Pourquoi donner la priorité aux microbes ?
Un microbe est un organisme vivant invisible à l’œil nu, qui ne peut donc être observé qu’à l’aide d’un microscope. Il désigne généralement diverses formes de vie, parmi lesquelles les bactéries, les virus et les champignons.
Les bactéries existent depuis des milliards d’années et peuplent pratiquement tous les milieux de la Terre, des profondeurs océaniques à la haute atmosphère en passant par nos intestins. Elles se reproduisent extrêmement rapidement, et leurs espèces peuvent être sensiblement différentes les unes des autres.

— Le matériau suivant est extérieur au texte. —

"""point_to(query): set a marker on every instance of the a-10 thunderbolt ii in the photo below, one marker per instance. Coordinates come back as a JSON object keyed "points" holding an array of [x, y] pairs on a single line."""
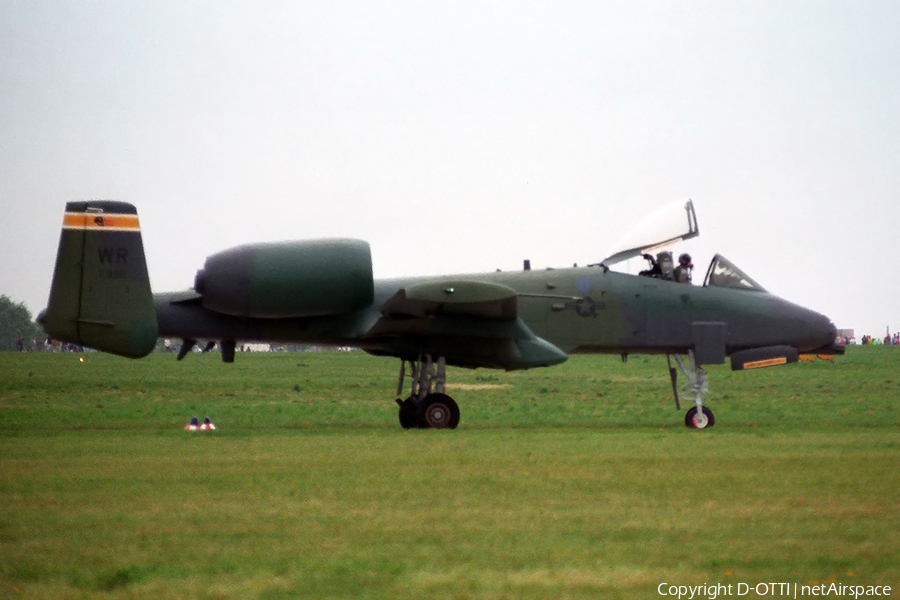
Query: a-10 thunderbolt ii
{"points": [[323, 292]]}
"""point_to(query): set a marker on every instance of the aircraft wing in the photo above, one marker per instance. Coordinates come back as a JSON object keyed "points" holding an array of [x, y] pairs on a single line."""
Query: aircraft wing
{"points": [[471, 323]]}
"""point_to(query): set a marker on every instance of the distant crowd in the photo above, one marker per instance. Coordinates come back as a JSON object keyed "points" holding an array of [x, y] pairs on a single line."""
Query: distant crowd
{"points": [[888, 340], [48, 345]]}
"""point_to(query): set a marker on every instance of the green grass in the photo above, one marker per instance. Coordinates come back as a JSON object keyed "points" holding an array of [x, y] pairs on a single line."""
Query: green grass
{"points": [[579, 481]]}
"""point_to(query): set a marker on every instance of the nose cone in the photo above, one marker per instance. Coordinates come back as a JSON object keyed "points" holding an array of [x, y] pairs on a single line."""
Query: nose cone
{"points": [[804, 329]]}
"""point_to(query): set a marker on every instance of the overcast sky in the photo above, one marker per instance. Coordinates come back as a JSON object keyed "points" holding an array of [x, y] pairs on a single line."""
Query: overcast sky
{"points": [[463, 136]]}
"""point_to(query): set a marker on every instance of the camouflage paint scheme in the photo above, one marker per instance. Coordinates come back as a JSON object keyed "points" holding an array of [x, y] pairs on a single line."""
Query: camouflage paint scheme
{"points": [[322, 292]]}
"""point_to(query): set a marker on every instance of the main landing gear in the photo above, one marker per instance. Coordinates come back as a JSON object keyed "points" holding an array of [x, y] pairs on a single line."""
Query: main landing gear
{"points": [[698, 417], [427, 405]]}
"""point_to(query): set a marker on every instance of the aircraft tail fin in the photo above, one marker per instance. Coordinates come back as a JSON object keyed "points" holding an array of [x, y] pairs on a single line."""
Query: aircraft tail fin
{"points": [[100, 296]]}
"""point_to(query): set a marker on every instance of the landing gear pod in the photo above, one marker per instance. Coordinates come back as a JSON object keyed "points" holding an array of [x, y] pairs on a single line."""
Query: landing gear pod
{"points": [[769, 356]]}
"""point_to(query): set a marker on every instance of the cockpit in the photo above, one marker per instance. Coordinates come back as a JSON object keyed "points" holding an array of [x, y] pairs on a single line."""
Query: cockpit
{"points": [[671, 225]]}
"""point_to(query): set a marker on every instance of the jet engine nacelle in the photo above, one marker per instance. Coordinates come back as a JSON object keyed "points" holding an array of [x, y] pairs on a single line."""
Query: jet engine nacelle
{"points": [[309, 278]]}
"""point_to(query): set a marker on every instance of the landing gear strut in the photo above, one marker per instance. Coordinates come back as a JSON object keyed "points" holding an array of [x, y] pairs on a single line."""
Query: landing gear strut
{"points": [[699, 417], [427, 405]]}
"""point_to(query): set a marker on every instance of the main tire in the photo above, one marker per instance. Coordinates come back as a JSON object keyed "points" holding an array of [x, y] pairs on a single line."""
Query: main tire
{"points": [[704, 420], [407, 413], [439, 411]]}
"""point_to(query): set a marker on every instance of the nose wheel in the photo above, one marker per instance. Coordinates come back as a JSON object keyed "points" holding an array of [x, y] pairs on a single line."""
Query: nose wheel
{"points": [[698, 417]]}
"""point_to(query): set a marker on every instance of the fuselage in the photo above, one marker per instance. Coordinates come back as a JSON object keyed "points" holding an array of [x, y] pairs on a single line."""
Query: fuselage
{"points": [[578, 310]]}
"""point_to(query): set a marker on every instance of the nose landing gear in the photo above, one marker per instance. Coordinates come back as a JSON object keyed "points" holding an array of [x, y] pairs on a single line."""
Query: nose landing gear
{"points": [[698, 417]]}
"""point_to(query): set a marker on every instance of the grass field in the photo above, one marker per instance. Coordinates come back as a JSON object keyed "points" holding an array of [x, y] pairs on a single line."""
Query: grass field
{"points": [[579, 481]]}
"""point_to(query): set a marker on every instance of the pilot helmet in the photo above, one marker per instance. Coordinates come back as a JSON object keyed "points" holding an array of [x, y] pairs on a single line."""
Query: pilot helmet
{"points": [[664, 260]]}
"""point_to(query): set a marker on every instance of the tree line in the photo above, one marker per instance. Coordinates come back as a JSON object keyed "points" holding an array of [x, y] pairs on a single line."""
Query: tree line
{"points": [[16, 323]]}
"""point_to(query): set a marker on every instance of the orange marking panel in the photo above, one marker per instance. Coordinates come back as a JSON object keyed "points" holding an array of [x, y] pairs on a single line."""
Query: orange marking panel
{"points": [[771, 362], [99, 221]]}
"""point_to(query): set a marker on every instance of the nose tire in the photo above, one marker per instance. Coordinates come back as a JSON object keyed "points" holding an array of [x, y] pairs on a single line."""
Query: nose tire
{"points": [[699, 419]]}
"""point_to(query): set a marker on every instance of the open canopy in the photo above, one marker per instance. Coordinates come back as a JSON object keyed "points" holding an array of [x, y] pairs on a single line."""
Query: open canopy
{"points": [[670, 225], [724, 273]]}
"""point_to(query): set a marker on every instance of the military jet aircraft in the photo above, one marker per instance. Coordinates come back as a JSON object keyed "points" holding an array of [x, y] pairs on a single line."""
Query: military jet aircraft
{"points": [[323, 292]]}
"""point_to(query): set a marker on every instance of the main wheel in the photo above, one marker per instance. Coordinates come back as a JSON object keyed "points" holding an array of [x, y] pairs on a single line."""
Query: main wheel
{"points": [[702, 420], [407, 413], [439, 411]]}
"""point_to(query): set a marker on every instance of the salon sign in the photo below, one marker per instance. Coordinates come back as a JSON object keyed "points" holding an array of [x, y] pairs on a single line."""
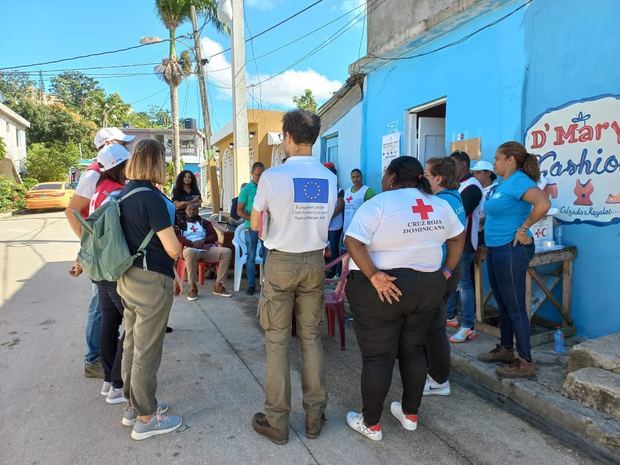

Comparer l’ADN de plusieurs espèces bactériennes peut nous permettre d’appréhender leurs relations, ainsi que d’étudier la dynamique de la résistance aux antibiotiques qui se propage dans le monde et l’arbre du vivant. L’analyse de l’ADN peut, par exemple, nous aider à prédire la dangerosité d’une souche donnée de tuberculose et le type de médicaments auquel cette souche répondrait ou non.
Source
Real-time search of all bacterial and viral genomic data, Nature Biotechnology, 4 février 2019
Phelim Bradley1, Henk den Bakker2, Eduardo Rocha3,4, Gil McVean1, Zamin Iqbal5
1 University of Oxford
2 University of Georgia
3 Microbial evolutionary genomics Laboratory - Institut Pasteur
4 UMR3525 - CNRS.
5 European Molecular Biology Laboratory – European Bioinformatics Institute
Cette étude entre dans le cadre de l’axe scientifique prioritaire Résistance aux agents antimicrobiens du plan stratégique 2019-2023 de l’Institut Pasteur.